Nunca tuvo trabajo fijo. Iba a donde la llamaran, ya fuera a lavar sacos de ropa, cocinar, limpiar o a trabajar en las huertas, y, sin embargo, jamás cobraba. Una de las casas que mucho frecuentaba era la de Ricarda González, abuela de Yader Jirón, entonces de 19 años, el hombre que la mató.
EL CRIMEN
La tarde del 9 de marzo de 2012, Cándida salió de la casa de Ricarda González con un vaso de tibio y una porrita de frijoles para sus hijos, el pago del día; pero nunca llegaría a su destino. En el camino la estaba esperando Yader Jirón, quien la metió al monte y después de abusar de ella, la estranguló. Eso aseguran las hermanas de la víctima. Lillian cuenta que el hijo menor de Cándida, en ese tiempo de 12 años, pasó toda la noche buscándola porque tenía el presentimiento de que algo le había sucedido a su madre.
Su cuerpo fue encontrado a la mañana siguiente por una mujer que recogía leña a 500 metros del río de La Conquista. Dos días más tarde, Yader fue capturado y confesó, riéndose: “Yo la maté, la esperé por donde ella pasaba y en la mente se me puso que la matara, y lo hice con mis propias manos. Yo tenía celos, porque ella andaba con otro, ni modo No pensé en las consecuencias”.
Lillian y Ángela nunca se enteraron de que Cándida tuviera una relación amorosa con Yader y a la fecha siguen sin estar seguras.
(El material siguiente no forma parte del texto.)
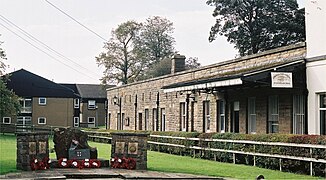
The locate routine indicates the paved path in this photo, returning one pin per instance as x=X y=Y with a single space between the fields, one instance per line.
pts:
x=101 y=173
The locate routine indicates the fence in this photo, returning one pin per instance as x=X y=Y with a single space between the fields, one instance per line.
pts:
x=14 y=128
x=315 y=154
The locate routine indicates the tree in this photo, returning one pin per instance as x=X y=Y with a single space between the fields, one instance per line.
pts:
x=9 y=102
x=120 y=61
x=258 y=25
x=135 y=49
x=192 y=63
x=163 y=67
x=155 y=41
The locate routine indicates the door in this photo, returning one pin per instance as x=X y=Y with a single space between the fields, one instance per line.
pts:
x=24 y=122
x=140 y=121
x=235 y=116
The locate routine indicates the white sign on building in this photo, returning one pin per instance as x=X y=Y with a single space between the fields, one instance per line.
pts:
x=281 y=80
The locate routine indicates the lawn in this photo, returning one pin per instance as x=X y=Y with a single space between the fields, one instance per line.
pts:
x=158 y=162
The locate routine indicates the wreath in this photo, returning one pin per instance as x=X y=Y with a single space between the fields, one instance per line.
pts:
x=63 y=162
x=43 y=164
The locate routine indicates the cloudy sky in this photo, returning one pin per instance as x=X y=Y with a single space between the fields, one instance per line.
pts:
x=39 y=38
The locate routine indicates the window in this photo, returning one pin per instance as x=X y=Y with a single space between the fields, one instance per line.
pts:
x=163 y=119
x=91 y=121
x=221 y=115
x=42 y=101
x=183 y=116
x=91 y=104
x=273 y=114
x=26 y=105
x=6 y=120
x=41 y=120
x=146 y=119
x=322 y=113
x=76 y=103
x=252 y=115
x=207 y=117
x=154 y=117
x=299 y=110
x=76 y=121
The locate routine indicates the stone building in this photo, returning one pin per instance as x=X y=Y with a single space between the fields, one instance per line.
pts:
x=260 y=93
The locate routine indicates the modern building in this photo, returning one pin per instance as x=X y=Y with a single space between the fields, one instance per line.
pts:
x=46 y=103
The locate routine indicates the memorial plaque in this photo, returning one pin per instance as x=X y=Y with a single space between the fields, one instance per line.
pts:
x=32 y=147
x=42 y=147
x=133 y=148
x=79 y=154
x=119 y=147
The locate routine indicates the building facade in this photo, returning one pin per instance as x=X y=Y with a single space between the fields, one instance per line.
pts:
x=46 y=103
x=261 y=93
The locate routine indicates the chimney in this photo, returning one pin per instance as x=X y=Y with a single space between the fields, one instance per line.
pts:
x=178 y=63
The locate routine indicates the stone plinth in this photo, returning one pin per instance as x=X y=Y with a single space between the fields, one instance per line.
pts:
x=31 y=145
x=130 y=145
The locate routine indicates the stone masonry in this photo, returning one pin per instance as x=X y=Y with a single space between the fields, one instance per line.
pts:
x=130 y=145
x=146 y=105
x=31 y=145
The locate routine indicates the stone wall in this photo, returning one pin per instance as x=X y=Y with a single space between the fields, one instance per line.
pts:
x=31 y=145
x=130 y=145
x=136 y=97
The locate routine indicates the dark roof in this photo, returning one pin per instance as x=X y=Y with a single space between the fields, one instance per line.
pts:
x=27 y=84
x=95 y=91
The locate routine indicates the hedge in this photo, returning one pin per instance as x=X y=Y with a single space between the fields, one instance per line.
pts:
x=295 y=166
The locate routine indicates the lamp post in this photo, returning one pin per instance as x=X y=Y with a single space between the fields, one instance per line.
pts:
x=117 y=101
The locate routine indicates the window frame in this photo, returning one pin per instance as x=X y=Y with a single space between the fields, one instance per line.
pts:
x=3 y=120
x=252 y=115
x=207 y=116
x=76 y=103
x=39 y=118
x=273 y=104
x=91 y=105
x=76 y=124
x=40 y=102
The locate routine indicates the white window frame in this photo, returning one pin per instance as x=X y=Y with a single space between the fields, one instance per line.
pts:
x=207 y=116
x=183 y=116
x=221 y=115
x=76 y=103
x=252 y=116
x=163 y=119
x=299 y=114
x=76 y=121
x=321 y=109
x=24 y=108
x=9 y=120
x=273 y=113
x=154 y=116
x=42 y=101
x=146 y=119
x=91 y=104
x=39 y=118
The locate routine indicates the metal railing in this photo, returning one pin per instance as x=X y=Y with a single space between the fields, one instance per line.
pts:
x=105 y=137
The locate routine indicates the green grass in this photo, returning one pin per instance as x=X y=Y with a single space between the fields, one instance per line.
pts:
x=158 y=162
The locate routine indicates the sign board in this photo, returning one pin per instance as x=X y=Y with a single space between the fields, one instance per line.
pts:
x=282 y=80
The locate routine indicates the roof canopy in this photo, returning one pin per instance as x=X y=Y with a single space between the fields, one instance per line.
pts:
x=245 y=77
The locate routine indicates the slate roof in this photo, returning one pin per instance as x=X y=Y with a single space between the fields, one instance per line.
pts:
x=27 y=84
x=95 y=91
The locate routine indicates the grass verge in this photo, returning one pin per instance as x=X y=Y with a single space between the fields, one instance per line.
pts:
x=158 y=162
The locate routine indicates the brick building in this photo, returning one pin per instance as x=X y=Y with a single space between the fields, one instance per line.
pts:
x=260 y=93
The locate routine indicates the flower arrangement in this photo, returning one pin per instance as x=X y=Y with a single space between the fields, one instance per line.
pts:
x=123 y=163
x=37 y=164
x=73 y=163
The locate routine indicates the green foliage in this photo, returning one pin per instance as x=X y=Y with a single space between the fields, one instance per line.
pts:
x=258 y=25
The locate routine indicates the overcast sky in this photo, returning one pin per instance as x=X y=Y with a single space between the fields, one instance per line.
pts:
x=75 y=48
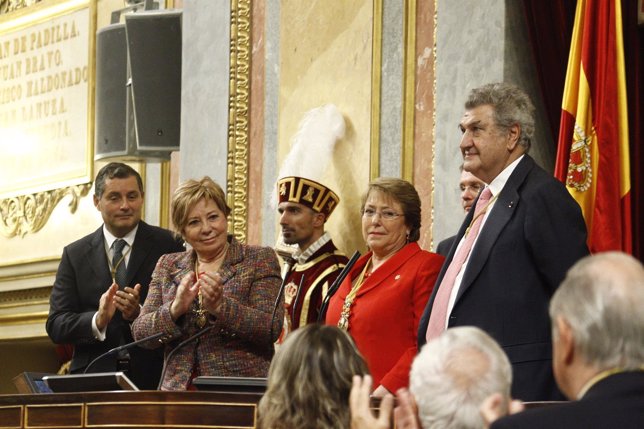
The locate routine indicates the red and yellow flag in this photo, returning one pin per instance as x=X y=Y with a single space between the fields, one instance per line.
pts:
x=592 y=155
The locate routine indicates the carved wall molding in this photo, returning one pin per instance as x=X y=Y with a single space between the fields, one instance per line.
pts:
x=29 y=213
x=25 y=297
x=238 y=117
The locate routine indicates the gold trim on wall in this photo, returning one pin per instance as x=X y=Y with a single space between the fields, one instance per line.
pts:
x=409 y=91
x=25 y=297
x=29 y=213
x=238 y=119
x=164 y=200
x=376 y=90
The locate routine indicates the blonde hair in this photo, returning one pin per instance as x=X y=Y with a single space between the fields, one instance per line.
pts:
x=189 y=193
x=309 y=380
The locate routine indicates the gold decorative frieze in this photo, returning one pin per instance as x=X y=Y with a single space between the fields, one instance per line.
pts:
x=11 y=5
x=238 y=119
x=29 y=213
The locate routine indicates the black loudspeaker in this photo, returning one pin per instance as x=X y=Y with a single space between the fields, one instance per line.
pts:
x=111 y=92
x=154 y=52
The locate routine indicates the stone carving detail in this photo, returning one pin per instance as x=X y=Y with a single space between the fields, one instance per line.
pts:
x=238 y=120
x=29 y=213
x=7 y=6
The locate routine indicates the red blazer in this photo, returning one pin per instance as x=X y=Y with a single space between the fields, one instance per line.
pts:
x=386 y=311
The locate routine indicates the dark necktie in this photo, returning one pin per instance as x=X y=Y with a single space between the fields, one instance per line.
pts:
x=118 y=262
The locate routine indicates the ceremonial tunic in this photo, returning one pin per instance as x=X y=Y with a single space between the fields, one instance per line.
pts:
x=307 y=284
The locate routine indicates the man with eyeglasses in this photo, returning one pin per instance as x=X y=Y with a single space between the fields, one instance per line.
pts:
x=514 y=247
x=470 y=187
x=304 y=208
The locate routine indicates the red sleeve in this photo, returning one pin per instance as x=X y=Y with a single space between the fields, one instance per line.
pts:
x=423 y=285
Hay gente que afirma que eran pareja y otra que cuenta que el muchacho “enamoraba” a la “Canduy”, pero ella “nunca le hizo caso”. “Quién sabe”, dicen resignadas.
Aunque tenía 39 años, Cándida era ingenua y poseía una “mente infantil”, asegura Ángela. Por ejemplo, señala, dejaba abandonados sus quehaceres para irse a jugar con los niños y obedecía en todo a su sobrina de 5 años.
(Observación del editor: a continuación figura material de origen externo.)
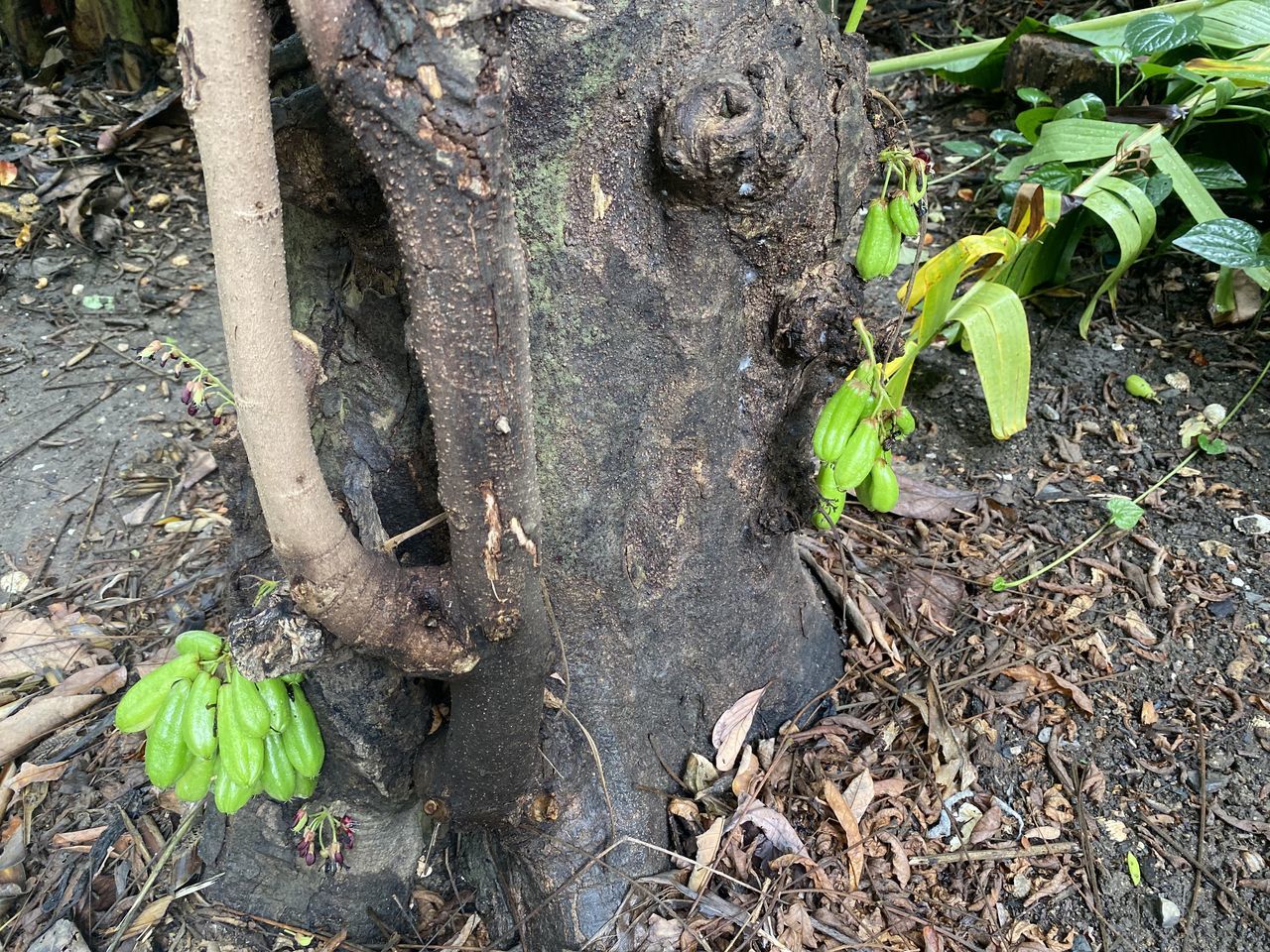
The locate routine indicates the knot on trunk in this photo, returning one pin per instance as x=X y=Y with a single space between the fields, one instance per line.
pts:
x=729 y=139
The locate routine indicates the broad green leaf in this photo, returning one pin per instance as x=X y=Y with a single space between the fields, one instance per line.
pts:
x=1116 y=55
x=1132 y=218
x=1227 y=241
x=1157 y=32
x=964 y=146
x=1237 y=24
x=1069 y=141
x=1033 y=95
x=996 y=327
x=1214 y=173
x=1124 y=515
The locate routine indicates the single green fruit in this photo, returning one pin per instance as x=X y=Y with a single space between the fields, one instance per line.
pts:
x=303 y=739
x=832 y=499
x=252 y=712
x=883 y=486
x=838 y=419
x=280 y=775
x=874 y=246
x=144 y=699
x=241 y=753
x=167 y=754
x=230 y=794
x=197 y=779
x=273 y=693
x=198 y=724
x=903 y=214
x=857 y=458
x=202 y=644
x=1138 y=388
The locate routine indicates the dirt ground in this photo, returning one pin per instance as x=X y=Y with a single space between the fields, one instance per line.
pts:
x=978 y=779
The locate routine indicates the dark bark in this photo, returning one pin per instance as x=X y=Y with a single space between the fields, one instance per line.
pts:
x=684 y=180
Pero también “tenía un gran corazón”, agrega. Una bondad natural que la hacía compartir su escasa comida con cualquier persona que visitara su casita de tablas y le impedía matar a las gallinas que criaba. Dejó unos cuarenta pollos que sus parientes se llevaron en sacos.
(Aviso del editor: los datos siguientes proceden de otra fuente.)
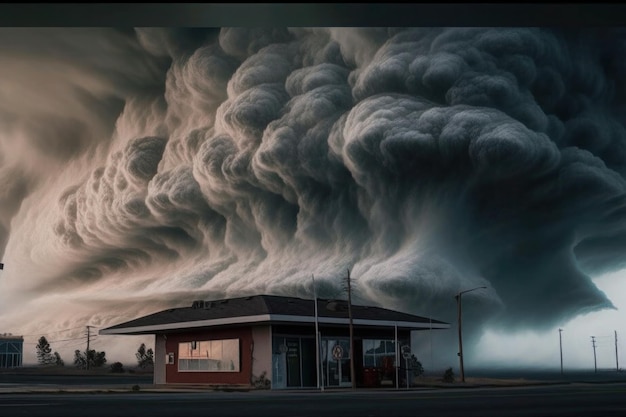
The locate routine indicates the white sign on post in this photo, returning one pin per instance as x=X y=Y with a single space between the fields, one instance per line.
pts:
x=337 y=352
x=406 y=351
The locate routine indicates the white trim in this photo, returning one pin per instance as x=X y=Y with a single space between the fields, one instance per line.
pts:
x=269 y=318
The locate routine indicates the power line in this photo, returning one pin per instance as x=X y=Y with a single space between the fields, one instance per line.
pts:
x=58 y=331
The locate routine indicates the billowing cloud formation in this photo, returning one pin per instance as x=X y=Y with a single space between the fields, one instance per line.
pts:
x=176 y=164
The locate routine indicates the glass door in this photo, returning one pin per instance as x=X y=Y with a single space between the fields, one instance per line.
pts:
x=336 y=362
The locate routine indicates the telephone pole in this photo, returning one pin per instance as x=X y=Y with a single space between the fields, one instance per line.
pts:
x=593 y=343
x=352 y=374
x=459 y=319
x=87 y=352
x=616 y=358
x=561 y=349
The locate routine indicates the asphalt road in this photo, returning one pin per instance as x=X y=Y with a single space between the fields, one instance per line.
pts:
x=607 y=400
x=61 y=381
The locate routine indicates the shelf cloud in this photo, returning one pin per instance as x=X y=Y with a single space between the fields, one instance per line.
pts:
x=146 y=168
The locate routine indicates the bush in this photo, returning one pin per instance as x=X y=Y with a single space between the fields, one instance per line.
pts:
x=448 y=376
x=117 y=368
x=261 y=382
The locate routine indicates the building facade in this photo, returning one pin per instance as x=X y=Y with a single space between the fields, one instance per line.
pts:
x=11 y=348
x=273 y=341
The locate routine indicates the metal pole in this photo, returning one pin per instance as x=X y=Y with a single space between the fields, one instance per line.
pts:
x=430 y=333
x=352 y=376
x=406 y=364
x=317 y=338
x=397 y=356
x=561 y=349
x=459 y=306
x=87 y=353
x=593 y=343
x=616 y=359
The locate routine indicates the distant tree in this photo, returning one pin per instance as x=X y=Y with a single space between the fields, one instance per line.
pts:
x=117 y=367
x=44 y=355
x=80 y=360
x=89 y=359
x=145 y=358
x=57 y=359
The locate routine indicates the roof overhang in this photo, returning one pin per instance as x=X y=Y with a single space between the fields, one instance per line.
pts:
x=270 y=318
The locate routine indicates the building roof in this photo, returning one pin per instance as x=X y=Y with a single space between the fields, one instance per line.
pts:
x=269 y=309
x=11 y=337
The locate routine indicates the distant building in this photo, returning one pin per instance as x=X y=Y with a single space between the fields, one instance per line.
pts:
x=11 y=348
x=249 y=340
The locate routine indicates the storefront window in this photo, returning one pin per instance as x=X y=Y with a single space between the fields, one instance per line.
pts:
x=375 y=352
x=209 y=356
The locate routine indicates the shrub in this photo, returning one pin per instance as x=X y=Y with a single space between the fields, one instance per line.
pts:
x=261 y=382
x=448 y=376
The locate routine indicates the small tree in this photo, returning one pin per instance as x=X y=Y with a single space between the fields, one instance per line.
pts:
x=44 y=355
x=117 y=367
x=57 y=359
x=89 y=359
x=145 y=358
x=80 y=360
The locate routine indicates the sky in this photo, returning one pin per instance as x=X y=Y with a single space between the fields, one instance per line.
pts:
x=144 y=168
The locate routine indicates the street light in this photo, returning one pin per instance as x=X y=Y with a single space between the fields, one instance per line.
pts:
x=458 y=304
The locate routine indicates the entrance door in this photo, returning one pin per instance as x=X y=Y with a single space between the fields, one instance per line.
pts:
x=336 y=362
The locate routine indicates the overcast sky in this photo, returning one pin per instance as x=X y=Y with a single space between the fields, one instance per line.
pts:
x=142 y=169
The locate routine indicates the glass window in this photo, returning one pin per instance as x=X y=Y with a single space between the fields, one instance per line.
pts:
x=375 y=351
x=209 y=356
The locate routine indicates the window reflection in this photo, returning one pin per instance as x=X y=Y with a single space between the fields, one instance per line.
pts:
x=209 y=356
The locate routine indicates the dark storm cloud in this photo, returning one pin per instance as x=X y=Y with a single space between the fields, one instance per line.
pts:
x=427 y=161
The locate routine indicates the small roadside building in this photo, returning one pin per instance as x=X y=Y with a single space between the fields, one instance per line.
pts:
x=272 y=339
x=11 y=348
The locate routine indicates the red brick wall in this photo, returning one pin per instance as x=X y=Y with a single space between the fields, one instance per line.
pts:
x=172 y=376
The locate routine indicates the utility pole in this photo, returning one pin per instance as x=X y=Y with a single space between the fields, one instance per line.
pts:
x=616 y=359
x=561 y=349
x=352 y=376
x=593 y=343
x=459 y=318
x=87 y=351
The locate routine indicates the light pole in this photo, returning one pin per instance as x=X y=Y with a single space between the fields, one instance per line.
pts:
x=458 y=304
x=561 y=349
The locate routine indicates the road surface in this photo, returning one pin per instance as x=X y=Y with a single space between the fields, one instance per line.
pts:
x=607 y=400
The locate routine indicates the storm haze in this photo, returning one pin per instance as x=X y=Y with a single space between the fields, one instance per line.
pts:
x=143 y=169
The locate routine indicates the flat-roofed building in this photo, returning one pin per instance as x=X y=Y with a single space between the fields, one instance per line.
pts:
x=241 y=341
x=11 y=348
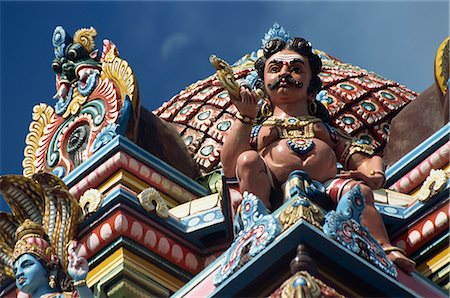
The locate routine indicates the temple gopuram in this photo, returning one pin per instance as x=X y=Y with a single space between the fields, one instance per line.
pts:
x=156 y=218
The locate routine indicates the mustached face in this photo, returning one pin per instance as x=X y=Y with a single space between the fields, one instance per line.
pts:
x=30 y=274
x=287 y=74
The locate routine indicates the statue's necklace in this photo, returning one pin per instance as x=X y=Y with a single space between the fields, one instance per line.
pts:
x=297 y=130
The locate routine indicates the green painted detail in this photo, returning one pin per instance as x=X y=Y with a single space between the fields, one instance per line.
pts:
x=223 y=95
x=205 y=90
x=347 y=87
x=348 y=120
x=388 y=95
x=204 y=115
x=188 y=140
x=368 y=106
x=95 y=108
x=212 y=181
x=224 y=125
x=207 y=150
x=185 y=110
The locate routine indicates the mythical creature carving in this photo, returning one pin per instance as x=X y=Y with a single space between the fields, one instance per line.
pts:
x=292 y=130
x=97 y=99
x=344 y=225
x=256 y=229
x=36 y=239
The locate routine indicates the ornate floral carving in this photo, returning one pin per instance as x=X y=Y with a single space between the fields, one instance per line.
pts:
x=344 y=226
x=301 y=208
x=42 y=115
x=302 y=284
x=258 y=229
x=150 y=197
x=91 y=201
x=432 y=185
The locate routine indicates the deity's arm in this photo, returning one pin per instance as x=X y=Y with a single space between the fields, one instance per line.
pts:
x=360 y=161
x=238 y=140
“Antes me parecía que la iba a ver subir por ahí”, comenta Ángela, señalando las piedras pulidas y redondas que hay en el patio de su casa. “Siempre le traía algo a mi hija, aunque fuera un huevo de gallina”.
Lillian la recuerda adulta y candorosa, y también niña e inocente, escuchando embelesada los cuentos de doña Isidra a la luz palpitante del candil. Y la ve acostada sobre las tablas, en el suelo de la casa, intentando dormir bajo la cama quebrada. “Ella se quedaba ahí y yo le decía: “Canduy, levantate, ¿no ves que estamos en el suelo?”, cuenta. Y ríe mostrando todos sus dientes calzados. Pero luego vuelve a la realidad y se le apaga la alegría. Baja la voz y dice: “No hay un día que no piense en ella”.